- Court: United States District Court for the Southern District of New York, Second Circuit Court of Appeals
- Full case name: Center for Constitutional Rights v. George W. Bush, et al.

Case history
- Appealed from: United States District Court for the Southern District of New York
- Appealed to: Second Circuit Court of Appeals

Keywords
- NSA surveillance; Warrantless wiretapping; First Amendment; Fourth Amendment; Executive power; Center for Constitutional Rights; Alberto Gonzales;

= Center for Constitutional Rights v. Bush =

2006 warrantless wiretapping lawsuit

CCR v. Bush is a legal action by the Center for Constitutional Rights against the George W. Bush administration, challenging the National Security Agency's (NSA's) surveillance of people within the United States, including the interception of CCR emails without first securing a warrant.
The lawsuit was filed on January 17, 2006.
The center's lawyers argued that the warrantless wiretap program was: "... illegal because it lacks judicial approval or statutory authorization,"

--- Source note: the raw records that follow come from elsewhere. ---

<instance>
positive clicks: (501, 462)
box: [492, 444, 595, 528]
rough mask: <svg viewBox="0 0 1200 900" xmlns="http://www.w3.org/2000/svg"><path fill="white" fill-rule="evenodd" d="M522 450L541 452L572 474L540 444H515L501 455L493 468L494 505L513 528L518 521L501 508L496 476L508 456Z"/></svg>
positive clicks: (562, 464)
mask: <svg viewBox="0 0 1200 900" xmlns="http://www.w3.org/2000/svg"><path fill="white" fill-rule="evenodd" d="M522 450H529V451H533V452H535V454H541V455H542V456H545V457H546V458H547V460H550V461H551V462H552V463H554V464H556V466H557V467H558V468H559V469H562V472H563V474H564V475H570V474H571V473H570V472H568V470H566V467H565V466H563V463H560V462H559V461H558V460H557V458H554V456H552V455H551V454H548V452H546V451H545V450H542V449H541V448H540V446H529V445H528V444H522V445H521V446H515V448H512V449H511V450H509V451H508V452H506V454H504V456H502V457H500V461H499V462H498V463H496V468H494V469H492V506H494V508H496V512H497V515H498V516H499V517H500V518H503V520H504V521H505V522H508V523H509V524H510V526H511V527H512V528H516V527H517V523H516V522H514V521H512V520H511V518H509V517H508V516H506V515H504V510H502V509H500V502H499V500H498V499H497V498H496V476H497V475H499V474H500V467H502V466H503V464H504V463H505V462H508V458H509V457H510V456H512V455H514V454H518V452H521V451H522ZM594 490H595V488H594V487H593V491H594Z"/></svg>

The center's description of the suit stated:

Given that the government has accused many of CCR's overseas clients of being associated with Al Qaeda or of interest to the 9/11 investigation, there is little question that these attorneys have been subject to the NSA Surveillance Program. This lawsuit aims to protect CCR attorneys' right to represent their clients free of unlawful and unchecked surveillance.

The Center filed for summary judgment on March 9, 2006.
The Center quoted a letter to the United States Senate from then-Attorney-General Alberto Gonzales:

Although the program does not specifically target the communications of attorneys or physicians, calls involving such persons would not be categorically excluded from interception.

On December 11, 2015, the center announced that the Appeals Court stands by decision to allow lawsuit against high-level Bush officials for Post-9/11 abuses. The Second Circuit panel roundly rejected the government's national security justification for racial profiling, writing:

[W]e simply cannot conclude at this stage that concern for the safety of our nation justified the violation of the constitutional rights on which this nation was built. The question at this stage of the litigation is whether the MDC Plaintiffs have plausibly pleaded that the Defendants exceeded the bounds of the Constitution in the wake of 9/11. We believe that they have.